New features and improvements

- Two new losses based on standard Keras cross-entropy losses with a settable temperature for softmax:
- `TauSparseCategoricalCrossentropy` equivalent to Keras `SparseCategoricalCrossentropy`
- `TauBinaryCrossentropy` equivalent to Keras `BinaryCrossentropy`
- New module `deel.lip.compute_layer_sv` to compute the largest and lowest singular values of layers `compute_layer_sv()` or of a whole model `compute_model_sv()`.
- Power iteration algorithm for convolution.
- New "Getting Started" tutorial to introduce 1-Lipschitz neural networks.
- Documentation migration from Sphinx to MkDocs.

API changes

- Activations are now imported via `deel.lip.layers` submodule, e.g. `deel.lip.layers.GroupSort` instead of `deel.lip.activations.GroupSort`. We adopted the same convention as Keras. The legacy submodule is still available for retro-compatibility but will be removed in a future release.
- Unconstrained layers must now be imported using `deel.lip.layers.unconstrained` submodule, e.g. `deel.lip.layers.unconstrained.PadConv2D`.

Fixes

- Fix InvertibleUpSampling `__call__()` returning None.

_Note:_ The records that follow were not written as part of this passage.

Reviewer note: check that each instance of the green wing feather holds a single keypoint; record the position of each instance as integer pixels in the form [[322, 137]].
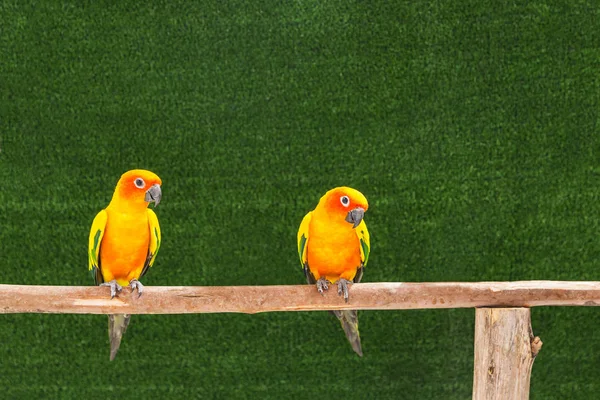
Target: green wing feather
[[303, 239], [365, 242], [94, 243], [155, 240]]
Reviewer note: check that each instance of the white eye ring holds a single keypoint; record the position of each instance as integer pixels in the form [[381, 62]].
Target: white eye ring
[[345, 200], [139, 183]]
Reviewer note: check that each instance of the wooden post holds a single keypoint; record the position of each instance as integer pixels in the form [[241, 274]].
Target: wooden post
[[504, 353]]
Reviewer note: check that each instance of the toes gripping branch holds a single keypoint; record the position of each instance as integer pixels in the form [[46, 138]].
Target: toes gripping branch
[[114, 287]]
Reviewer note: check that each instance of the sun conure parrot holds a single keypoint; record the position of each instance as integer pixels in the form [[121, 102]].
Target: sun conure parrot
[[124, 240], [333, 245]]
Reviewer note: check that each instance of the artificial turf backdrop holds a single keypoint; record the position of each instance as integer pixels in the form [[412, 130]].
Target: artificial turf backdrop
[[471, 127]]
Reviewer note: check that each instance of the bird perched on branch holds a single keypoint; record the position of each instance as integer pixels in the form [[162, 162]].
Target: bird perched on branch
[[124, 240], [333, 245]]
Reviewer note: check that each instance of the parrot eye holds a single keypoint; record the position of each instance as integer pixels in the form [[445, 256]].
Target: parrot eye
[[139, 183]]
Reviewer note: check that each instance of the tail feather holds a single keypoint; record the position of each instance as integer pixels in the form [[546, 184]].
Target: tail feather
[[349, 321], [117, 326]]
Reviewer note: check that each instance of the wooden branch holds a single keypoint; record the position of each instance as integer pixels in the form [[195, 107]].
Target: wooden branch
[[504, 353], [254, 299]]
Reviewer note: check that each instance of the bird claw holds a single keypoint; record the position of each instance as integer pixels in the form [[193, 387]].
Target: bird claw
[[133, 284], [114, 287], [322, 285], [343, 288]]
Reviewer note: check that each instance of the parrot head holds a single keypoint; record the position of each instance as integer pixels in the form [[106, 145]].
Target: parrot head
[[347, 203], [139, 186]]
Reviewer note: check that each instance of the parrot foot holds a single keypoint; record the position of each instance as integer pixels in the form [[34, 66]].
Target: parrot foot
[[134, 283], [322, 285], [343, 288], [114, 287]]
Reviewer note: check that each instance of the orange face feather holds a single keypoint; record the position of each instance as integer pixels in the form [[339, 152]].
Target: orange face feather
[[126, 240], [334, 248]]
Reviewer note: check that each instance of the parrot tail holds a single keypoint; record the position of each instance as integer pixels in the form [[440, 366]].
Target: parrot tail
[[349, 321], [117, 325]]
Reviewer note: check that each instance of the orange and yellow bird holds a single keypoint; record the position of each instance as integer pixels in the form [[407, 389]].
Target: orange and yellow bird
[[124, 240], [334, 245]]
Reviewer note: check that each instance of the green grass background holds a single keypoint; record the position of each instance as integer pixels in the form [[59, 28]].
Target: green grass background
[[472, 127]]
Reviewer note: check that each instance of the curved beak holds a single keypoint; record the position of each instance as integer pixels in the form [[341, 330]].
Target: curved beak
[[154, 194], [355, 216]]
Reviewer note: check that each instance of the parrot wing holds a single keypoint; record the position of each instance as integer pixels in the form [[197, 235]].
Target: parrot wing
[[303, 245], [95, 241], [155, 239], [365, 248]]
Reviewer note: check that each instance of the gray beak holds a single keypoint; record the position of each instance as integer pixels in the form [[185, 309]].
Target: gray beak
[[154, 194], [355, 216]]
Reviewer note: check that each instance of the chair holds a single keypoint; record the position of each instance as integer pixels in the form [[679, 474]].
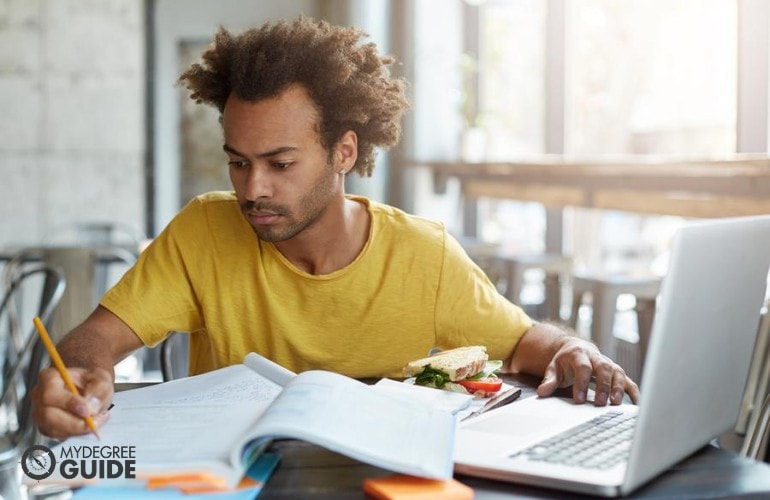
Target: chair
[[24, 353], [173, 356], [556, 269], [605, 290], [754, 418]]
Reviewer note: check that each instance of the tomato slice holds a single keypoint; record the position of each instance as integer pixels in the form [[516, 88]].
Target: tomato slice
[[488, 385]]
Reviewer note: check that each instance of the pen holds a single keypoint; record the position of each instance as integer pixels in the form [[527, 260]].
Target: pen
[[59, 364], [502, 399]]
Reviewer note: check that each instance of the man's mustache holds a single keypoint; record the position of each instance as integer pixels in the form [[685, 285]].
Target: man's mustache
[[256, 207]]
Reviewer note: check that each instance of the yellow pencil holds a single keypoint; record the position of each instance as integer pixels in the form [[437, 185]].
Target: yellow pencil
[[59, 364]]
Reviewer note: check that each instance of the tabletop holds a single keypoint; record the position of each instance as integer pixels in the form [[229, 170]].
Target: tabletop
[[308, 471]]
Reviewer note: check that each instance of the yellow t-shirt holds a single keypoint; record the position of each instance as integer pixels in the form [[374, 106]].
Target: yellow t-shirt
[[410, 289]]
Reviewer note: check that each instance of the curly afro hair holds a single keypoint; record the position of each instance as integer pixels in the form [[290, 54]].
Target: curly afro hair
[[348, 80]]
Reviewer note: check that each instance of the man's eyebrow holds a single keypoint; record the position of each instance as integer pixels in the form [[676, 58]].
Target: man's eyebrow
[[266, 154]]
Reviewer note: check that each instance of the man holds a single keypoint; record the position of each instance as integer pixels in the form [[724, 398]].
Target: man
[[291, 267]]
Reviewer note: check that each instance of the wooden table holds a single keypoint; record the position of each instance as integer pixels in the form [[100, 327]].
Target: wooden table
[[308, 471], [731, 187], [715, 188]]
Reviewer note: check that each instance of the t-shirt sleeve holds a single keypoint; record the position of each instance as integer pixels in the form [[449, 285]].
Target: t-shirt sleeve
[[470, 310], [158, 294]]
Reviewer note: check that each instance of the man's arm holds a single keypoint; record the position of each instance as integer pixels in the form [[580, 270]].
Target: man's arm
[[563, 360], [90, 352]]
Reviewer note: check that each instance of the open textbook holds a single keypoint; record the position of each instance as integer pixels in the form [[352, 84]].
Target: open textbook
[[215, 425]]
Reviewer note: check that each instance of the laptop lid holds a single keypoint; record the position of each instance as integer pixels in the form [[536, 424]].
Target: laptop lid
[[697, 361], [702, 341]]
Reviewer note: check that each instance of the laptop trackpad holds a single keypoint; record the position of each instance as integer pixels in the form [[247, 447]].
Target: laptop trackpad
[[501, 431]]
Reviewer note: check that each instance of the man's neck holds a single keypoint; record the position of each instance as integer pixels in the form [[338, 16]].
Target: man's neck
[[333, 242]]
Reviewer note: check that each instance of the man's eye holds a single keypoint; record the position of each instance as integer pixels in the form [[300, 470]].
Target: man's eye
[[237, 164]]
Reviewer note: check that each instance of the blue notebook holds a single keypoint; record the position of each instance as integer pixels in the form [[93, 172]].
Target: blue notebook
[[260, 471]]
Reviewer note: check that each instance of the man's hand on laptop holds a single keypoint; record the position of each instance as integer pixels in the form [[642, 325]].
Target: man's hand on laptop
[[576, 363]]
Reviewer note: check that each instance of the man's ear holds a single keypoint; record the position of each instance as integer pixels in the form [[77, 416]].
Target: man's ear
[[346, 152]]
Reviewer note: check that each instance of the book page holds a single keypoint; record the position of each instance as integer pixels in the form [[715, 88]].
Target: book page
[[232, 384], [352, 418], [269, 369], [179, 438]]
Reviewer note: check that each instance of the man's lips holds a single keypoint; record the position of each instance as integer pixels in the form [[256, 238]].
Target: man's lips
[[263, 218]]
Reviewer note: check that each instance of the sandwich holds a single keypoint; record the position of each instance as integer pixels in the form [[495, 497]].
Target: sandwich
[[463, 369]]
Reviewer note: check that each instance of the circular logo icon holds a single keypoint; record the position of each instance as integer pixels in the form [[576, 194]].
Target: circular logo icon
[[38, 462]]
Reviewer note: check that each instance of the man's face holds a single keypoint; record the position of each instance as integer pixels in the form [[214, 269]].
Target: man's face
[[282, 176]]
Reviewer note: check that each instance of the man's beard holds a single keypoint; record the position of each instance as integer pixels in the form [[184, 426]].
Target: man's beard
[[311, 206]]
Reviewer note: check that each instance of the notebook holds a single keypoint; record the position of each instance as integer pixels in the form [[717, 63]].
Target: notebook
[[695, 370]]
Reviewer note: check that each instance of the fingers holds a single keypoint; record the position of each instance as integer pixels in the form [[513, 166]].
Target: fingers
[[577, 363], [550, 382], [59, 413]]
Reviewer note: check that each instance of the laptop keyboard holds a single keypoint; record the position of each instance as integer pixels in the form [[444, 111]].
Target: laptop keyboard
[[600, 443]]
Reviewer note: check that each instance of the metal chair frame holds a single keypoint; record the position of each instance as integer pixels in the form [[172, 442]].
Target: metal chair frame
[[25, 353]]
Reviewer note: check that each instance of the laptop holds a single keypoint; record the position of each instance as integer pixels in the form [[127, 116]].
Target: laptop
[[695, 370]]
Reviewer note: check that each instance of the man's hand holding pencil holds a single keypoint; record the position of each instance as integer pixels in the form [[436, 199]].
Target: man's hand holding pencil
[[71, 400]]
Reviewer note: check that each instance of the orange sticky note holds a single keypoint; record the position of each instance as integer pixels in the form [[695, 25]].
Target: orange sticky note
[[403, 487]]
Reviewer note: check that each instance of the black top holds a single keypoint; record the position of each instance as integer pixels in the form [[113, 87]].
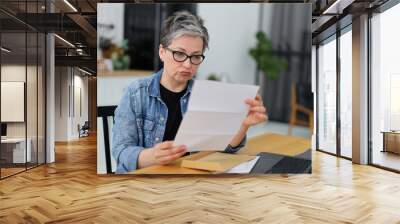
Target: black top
[[172, 100]]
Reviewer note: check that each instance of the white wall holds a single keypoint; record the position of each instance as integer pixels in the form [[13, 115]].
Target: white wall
[[231, 36]]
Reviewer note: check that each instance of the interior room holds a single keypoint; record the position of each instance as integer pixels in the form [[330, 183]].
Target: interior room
[[55, 66]]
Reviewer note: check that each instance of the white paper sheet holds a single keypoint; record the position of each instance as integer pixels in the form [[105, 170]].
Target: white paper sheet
[[244, 167], [215, 113]]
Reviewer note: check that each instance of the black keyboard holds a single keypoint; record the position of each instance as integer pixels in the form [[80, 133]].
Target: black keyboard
[[279, 164]]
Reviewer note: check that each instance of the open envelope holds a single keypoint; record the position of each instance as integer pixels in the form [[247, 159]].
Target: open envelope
[[215, 113]]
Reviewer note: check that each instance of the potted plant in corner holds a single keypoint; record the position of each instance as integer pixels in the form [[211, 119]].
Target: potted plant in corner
[[267, 62]]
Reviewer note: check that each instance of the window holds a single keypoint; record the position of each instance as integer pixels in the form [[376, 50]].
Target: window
[[385, 87], [346, 93], [327, 96]]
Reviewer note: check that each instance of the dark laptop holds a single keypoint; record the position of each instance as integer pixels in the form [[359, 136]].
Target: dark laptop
[[280, 164]]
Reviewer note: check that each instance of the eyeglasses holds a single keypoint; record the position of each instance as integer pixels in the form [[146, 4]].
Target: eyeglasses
[[179, 56]]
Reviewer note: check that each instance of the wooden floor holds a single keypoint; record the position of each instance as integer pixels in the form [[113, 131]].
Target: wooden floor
[[69, 191]]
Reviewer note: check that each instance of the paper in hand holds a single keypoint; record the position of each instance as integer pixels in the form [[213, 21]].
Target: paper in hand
[[214, 115]]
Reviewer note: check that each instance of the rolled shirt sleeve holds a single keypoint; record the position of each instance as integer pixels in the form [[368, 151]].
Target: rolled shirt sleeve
[[125, 145]]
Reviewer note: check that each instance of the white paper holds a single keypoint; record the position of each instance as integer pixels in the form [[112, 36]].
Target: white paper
[[214, 115], [244, 167]]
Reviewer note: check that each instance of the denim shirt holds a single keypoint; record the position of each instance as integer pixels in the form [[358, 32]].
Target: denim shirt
[[140, 121]]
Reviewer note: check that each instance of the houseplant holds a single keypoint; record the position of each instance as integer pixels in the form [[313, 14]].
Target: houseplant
[[267, 62]]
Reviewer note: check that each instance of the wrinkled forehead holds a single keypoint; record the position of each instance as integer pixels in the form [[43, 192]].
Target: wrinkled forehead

**Full changelog**: https://github.com/deel-ai/deel-lip/compare/v1.4.0...v1.5.0

1.4.0

New features and improvements

- Two new layers:
- `SpectralConv2DTranspose`, a Lipschitz version of the Keras `Conv2DTranspose` layer
- activation layer `Householder` which is a parametrized generalization of the `GroupSort2`
- Two new regularizers to foster orthogonality:
- `LorthRegularizer` for an orthogonal convolution
- `OrthDenseRegularizer` for an orthogonal `Dense` matrix kernel
- Two new losses for Lipschitz networks:
- `TauCategoricalCrossentropy`, a categorical cross-entropy loss with temperature scaling `tau`
- `CategoricalHinge`, a hinge loss for multi-class problems based on the implementation of the Keras `CategoricalHinge`
- Two new custom callbacks:
- `LossParamScheduler` to change loss hyper-parameters during training, e.g. `min_margin`, `alpha` and `tau`
- `LossParamLog` to log the value of loss parameters
- The Björck orthogonalization algorithm was accelerated.
- Normalizers (power iteration and Björck) use `tf.while_loop` and the `swap_memory` argument can be globally set using `set_swap_memory(bool)`. Default value is `True` to save memory usage in GPU.
- The new function `set_stop_grad_spectral(bool)` allows to bypass the back-propagation in the power iteration algorithm that computes the spectral norm. Default value is `True`. Stopping gradient propagation reduces runtime.
- Due to bugs in TensorFlow serialization of custom losses and metrics (version 2.0 and 2.1), deel-lip now only supports TensorFlow >= 2.2.

Fixes

- `SpectralInitializer` does not reuse anymore the same base initializer in multiple instances.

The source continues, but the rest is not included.